A blog on some snippets of my work in bioinformatics. Hopefully you find something useful here and avoid stupid mistakes I made.
Following up on building a multiple sequence alignment, a phylogenetic tree can be inferred and visualised. This short tutorial will work on a simple toy dataset using 4 betacoronavrius genomes (Accession numbers: AY597011, JX869059, MN908947, AY278491) retrieved from NCBI. See this tutorial on how to retrieve them. This will cover inferrence of tree.
conda install -c bioconda mafft iqtree
Build the MSA
Assuming your virus genomes are in a single fasta file called virus.fna
mafft --auto --thread 20 ./virus.fna > ./virus.msa.fna
This will create a alignment file called virus.msa.fna in the same directory. Adjust the paths if necessary.
Note: In this example MSA of a whole virus genome is OK because they are relatively tiny. Of course it wouldn’t be feasible to do such operation on genomes of larger size
Note: Adjust the --thread parameters based on your setup.
Infer the phylogenetic tree
Optional: create a new directory to store your treefiles
mkdir -pv ./treedir
Note: IQtree outputs a bunch of files at the end of the tree inference. It would be best to put them into a directory. Adjust the name treedir accordingly. It is always a good practice to include -pv in your mkdir command to prevent overriding existing directories.

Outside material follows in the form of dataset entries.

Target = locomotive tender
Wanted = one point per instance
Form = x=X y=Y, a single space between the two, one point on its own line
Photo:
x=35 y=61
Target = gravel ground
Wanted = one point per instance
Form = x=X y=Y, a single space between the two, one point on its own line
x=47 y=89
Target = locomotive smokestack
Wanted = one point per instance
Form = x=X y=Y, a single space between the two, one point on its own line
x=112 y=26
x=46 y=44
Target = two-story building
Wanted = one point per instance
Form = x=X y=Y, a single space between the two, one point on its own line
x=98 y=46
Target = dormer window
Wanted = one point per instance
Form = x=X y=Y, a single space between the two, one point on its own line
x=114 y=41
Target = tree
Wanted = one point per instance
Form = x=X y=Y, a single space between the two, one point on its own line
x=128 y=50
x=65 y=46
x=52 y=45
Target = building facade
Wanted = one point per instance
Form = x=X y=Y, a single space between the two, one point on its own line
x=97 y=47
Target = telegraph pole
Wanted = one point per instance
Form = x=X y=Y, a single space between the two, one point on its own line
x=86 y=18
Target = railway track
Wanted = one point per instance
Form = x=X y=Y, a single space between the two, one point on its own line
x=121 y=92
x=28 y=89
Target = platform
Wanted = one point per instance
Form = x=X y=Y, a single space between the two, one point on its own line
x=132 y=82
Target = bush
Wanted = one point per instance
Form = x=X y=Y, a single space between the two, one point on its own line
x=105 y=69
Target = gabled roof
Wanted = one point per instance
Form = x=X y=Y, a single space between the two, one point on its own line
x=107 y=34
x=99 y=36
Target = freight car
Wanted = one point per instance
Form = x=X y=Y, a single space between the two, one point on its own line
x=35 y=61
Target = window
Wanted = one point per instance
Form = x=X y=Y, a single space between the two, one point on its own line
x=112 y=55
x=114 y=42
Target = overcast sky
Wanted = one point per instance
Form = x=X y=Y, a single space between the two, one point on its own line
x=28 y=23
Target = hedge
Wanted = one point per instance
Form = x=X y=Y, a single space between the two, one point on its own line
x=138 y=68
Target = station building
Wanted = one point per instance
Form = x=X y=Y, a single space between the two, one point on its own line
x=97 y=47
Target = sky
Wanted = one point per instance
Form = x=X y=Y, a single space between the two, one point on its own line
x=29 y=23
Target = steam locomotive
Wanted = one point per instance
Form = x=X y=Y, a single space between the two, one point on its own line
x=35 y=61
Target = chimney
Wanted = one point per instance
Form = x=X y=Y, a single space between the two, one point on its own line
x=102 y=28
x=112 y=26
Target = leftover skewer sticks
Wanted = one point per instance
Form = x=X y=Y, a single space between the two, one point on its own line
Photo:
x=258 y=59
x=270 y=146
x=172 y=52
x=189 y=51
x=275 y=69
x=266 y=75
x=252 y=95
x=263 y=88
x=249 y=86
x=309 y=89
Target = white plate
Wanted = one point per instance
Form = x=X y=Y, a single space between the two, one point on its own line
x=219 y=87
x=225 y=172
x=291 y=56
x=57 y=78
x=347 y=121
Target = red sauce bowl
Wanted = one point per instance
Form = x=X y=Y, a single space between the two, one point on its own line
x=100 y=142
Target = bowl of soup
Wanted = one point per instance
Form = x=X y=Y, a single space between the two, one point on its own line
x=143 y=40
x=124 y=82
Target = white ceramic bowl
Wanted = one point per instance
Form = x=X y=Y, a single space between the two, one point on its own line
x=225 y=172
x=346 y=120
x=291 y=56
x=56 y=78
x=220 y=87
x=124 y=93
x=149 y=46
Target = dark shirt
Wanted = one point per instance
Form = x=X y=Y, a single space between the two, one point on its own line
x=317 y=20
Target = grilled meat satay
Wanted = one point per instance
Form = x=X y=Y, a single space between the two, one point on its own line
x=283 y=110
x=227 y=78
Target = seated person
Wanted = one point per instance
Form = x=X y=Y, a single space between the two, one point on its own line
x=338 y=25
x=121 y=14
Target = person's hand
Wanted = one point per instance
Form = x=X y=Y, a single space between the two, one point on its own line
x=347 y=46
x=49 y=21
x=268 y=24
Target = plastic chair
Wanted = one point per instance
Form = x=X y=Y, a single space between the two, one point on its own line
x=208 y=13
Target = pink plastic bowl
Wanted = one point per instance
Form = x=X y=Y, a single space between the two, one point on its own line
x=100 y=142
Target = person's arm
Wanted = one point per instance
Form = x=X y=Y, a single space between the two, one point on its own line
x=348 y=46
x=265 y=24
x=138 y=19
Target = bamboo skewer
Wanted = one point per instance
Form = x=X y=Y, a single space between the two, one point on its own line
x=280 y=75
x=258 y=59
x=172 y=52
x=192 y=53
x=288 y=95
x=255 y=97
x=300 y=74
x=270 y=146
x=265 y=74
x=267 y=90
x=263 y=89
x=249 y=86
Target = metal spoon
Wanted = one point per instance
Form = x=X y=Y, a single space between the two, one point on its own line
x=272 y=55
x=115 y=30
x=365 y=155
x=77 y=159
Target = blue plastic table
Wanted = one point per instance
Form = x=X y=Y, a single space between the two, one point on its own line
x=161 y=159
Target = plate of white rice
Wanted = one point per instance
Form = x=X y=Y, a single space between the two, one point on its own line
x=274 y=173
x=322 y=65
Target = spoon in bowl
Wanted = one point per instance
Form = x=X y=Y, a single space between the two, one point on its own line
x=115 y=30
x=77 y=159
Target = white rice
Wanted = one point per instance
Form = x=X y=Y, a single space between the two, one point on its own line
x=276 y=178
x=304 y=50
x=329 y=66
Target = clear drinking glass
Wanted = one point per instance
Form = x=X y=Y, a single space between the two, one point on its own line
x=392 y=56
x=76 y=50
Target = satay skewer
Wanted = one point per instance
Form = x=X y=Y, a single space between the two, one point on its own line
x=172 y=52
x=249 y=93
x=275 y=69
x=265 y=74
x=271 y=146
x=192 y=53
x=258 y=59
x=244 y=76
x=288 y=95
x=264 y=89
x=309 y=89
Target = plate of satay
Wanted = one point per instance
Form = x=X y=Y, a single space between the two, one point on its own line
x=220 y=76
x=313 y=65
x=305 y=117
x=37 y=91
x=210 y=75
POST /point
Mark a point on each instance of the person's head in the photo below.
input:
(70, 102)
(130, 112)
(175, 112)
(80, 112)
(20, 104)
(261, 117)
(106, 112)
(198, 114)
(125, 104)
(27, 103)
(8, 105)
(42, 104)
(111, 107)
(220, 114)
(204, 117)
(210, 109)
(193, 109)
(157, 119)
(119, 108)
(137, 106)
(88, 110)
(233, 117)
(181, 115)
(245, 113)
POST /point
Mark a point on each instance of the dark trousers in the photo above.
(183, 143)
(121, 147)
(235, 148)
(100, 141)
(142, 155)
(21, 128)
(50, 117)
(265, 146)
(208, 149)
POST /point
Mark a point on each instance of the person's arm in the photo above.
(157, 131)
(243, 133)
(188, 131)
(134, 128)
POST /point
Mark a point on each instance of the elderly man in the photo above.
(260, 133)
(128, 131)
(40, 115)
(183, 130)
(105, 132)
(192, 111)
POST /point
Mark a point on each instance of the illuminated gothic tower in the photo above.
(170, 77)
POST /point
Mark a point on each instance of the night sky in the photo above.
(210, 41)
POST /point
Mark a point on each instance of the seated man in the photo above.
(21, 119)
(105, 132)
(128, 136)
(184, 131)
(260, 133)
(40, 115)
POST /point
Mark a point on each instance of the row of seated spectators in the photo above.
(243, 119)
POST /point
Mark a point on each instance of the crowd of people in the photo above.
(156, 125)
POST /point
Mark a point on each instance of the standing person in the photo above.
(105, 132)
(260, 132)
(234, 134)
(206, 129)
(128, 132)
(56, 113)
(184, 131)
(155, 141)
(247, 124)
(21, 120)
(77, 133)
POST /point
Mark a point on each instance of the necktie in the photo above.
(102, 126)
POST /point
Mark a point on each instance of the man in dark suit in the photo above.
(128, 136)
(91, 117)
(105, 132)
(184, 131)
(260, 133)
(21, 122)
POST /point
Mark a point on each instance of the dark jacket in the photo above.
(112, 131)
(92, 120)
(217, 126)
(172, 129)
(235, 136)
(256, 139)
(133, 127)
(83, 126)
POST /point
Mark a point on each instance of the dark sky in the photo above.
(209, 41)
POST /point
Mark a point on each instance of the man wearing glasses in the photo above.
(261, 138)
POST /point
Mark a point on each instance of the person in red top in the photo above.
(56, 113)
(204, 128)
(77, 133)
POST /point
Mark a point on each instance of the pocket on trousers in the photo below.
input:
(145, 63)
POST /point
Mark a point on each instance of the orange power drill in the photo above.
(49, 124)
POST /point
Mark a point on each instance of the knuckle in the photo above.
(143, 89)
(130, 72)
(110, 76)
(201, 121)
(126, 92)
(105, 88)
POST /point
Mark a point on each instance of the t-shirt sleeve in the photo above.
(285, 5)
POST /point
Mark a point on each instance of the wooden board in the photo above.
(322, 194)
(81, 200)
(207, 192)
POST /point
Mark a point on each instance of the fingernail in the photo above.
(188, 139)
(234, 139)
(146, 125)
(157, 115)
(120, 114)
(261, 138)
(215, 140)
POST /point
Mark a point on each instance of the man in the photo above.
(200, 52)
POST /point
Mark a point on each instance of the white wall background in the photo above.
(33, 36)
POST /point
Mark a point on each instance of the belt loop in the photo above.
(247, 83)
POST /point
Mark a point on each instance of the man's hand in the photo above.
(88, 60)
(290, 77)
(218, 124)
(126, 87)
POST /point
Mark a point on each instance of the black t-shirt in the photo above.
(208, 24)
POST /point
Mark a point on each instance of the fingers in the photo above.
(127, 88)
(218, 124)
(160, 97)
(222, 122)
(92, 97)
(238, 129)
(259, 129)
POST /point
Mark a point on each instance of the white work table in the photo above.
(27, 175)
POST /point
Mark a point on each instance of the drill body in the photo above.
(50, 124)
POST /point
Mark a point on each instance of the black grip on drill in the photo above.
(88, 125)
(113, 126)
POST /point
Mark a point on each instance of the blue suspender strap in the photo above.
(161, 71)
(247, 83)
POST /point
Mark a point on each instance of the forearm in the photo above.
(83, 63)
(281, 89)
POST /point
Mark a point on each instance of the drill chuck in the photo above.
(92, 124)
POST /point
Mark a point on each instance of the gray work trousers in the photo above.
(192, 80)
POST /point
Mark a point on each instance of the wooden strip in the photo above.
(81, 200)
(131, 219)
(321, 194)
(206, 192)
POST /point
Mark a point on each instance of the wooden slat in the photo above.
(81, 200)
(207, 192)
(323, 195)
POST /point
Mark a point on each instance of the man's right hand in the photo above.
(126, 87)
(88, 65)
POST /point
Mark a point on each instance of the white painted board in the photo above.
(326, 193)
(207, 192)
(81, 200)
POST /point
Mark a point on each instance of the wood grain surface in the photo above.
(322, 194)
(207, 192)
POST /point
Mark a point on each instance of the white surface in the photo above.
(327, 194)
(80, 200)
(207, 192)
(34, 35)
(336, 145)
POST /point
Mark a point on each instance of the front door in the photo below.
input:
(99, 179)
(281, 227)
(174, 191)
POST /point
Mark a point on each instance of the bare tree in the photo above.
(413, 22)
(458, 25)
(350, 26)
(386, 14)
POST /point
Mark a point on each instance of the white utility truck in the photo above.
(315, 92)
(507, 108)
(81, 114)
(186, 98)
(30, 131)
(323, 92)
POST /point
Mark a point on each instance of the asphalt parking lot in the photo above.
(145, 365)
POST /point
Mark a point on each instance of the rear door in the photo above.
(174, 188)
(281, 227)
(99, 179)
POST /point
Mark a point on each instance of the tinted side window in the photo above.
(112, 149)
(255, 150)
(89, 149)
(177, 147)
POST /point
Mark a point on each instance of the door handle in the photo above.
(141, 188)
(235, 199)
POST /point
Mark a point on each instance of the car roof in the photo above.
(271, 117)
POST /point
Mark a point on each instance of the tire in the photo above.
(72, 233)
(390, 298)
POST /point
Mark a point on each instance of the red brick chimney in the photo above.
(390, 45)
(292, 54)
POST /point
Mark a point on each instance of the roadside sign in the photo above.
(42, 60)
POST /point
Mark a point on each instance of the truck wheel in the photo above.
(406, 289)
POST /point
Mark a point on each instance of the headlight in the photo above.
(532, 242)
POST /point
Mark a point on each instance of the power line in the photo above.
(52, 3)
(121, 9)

iqtree -v -s ./virus.msa.fna --prefix treedir/virus_tree -B 1000 --boot-trees -T 20
Note: The -B <INT> adjusts the number of bootstraps with the minimum of 1000, along with --boot-trees flag, creates bootstrap of your phylogenetic tree. It is always ideal to do this step.
Note: Adjust the -T parameter for number of threads.
The directory of treedir will contain a multitude of files starting with the name as specified in the --prefix flag. Among those files, you will need the prefix.contree file, represeting a phylogenetic tree in newick format.